Compression, Generalization and Learning
Marco C. Campi, Simone Garatti
TL;DR
This work develops a distribution-free theory of compression schemes centered on the probability that a compressed representation changes when a new observation arrives. By introducing the cardinality $k=|\mathsf{c}(\boldsymbol{z}_1,...,\boldsymbol{z}_N)|$ and the random variable $\boldsymbol{\phi}_N$ (the probability of change), the authors prove a sharp upper bound $\mathbb{P}\{\boldsymbol{\phi}_N>\varepsilon_{\boldsymbol{k}}\} \le \delta$ under a preference property, with $\varepsilon_k$ defined as the unique solution to $\Psi_{k,\delta}(\alpha)=1$. With additional non-associativity and non-concentrated-mass assumptions, they obtain two-sided bounds $\underline{\varepsilon}_{\boldsymbol{k}} \le \boldsymbol{\phi}_N \le \overline{\varepsilon}_{\boldsymbol{k}}$ that hold with probability at least $1-\delta$; crucially, $|\mathsf{c}(\boldsymbol{z}_1,...,\boldsymbol{z}_N)|/N$ becomes a strongly consistent estimator of $\boldsymbol{\phi}_N$. The theory is then instantiated in learning contexts where a reconstruction function exists, showing that risk can be bounded directly from the augmented compression rather than via incremental risk estimates, yielding unprecedentedly sharp finite-sample bounds.

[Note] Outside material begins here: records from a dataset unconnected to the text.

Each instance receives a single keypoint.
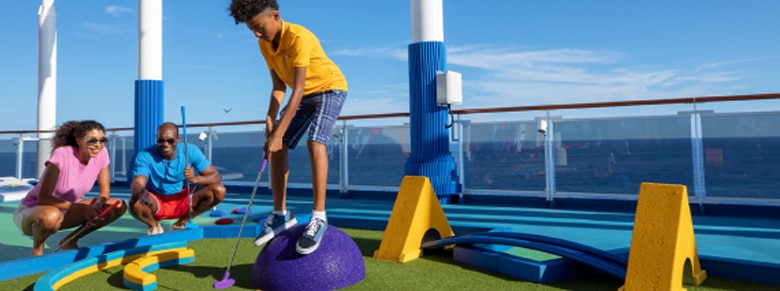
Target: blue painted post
(149, 86)
(148, 112)
(430, 155)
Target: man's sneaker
(311, 238)
(274, 225)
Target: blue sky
(510, 52)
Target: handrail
(685, 100)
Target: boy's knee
(219, 192)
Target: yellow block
(416, 210)
(102, 266)
(662, 241)
(133, 271)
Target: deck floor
(745, 239)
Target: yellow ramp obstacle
(662, 241)
(416, 210)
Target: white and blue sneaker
(312, 236)
(274, 225)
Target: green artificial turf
(434, 271)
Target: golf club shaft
(100, 216)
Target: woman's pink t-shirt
(75, 180)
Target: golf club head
(225, 282)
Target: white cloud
(391, 51)
(509, 77)
(100, 28)
(117, 11)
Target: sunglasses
(169, 140)
(95, 140)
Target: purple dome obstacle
(337, 263)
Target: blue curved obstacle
(559, 242)
(607, 265)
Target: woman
(78, 158)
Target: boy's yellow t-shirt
(299, 47)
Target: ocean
(733, 167)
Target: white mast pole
(47, 79)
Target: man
(159, 190)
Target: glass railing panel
(8, 155)
(615, 155)
(238, 156)
(742, 154)
(377, 155)
(503, 156)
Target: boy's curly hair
(244, 10)
(72, 130)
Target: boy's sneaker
(274, 225)
(311, 238)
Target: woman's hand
(88, 212)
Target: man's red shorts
(172, 206)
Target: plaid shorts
(316, 115)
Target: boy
(296, 59)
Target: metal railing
(547, 151)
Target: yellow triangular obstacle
(662, 241)
(416, 210)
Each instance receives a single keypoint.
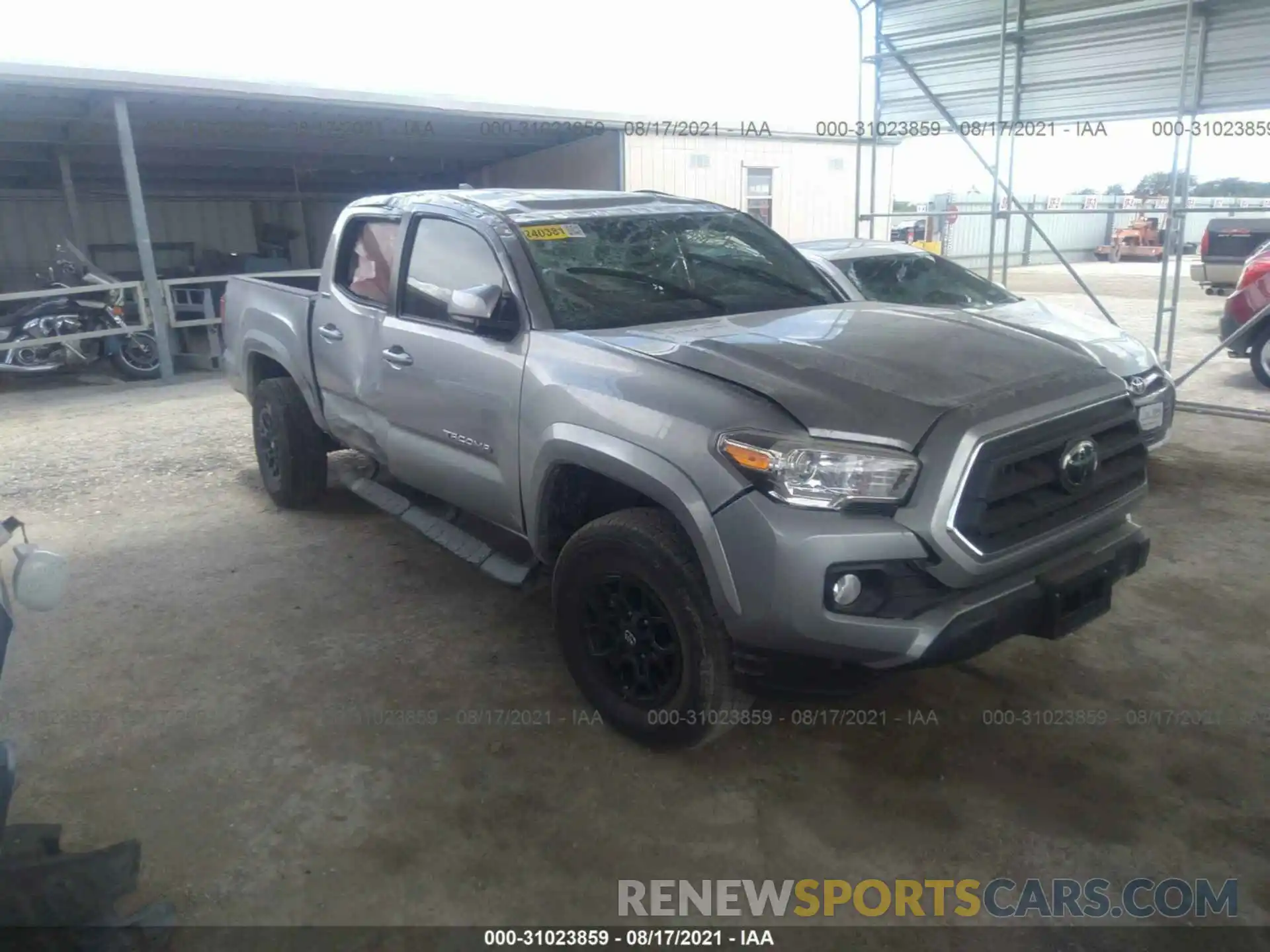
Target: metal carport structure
(1006, 61)
(78, 131)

Applications to SVM, SVR, GEM and related schemes demonstrate the practical utility, and the paper provides MATLAB code for computing the key bounds, situating the results within and extending the scenario-approach literature for data-driven decision making.
Abstract
A compression function is a map that slims down an observational set into a subset of reduced size, while preserving its informational content. In multiple applications, the condition that one new observation makes the compressed set change is interpreted that this observation brings in extra information and, in learning theory, this corresponds to misclassification, or misprediction. In this paper, we lay the foundations of a new theory that allows one to keep control on the probability of change of compression (which maps into the statistical "risk" in learning applications). Under suitable conditions, the cardinality of the compressed set is shown to be a consistent estimator of the probability of change of compression (without any upper limit on the size of the compressed set); moreover, unprecedentedly tight finite-sample bounds to evaluate the probability of change of compression are obtained under a generally applicable condition of preference. All results are usable in a fully agnostic setup, i.e., without requiring any a priori knowledge on the probability distribution of the observations. Not only these results offer a valid support to develop trust in observation-driven methodologies, they also play a fundamental role in learning techniques as a tool for hyper-parameter tuning.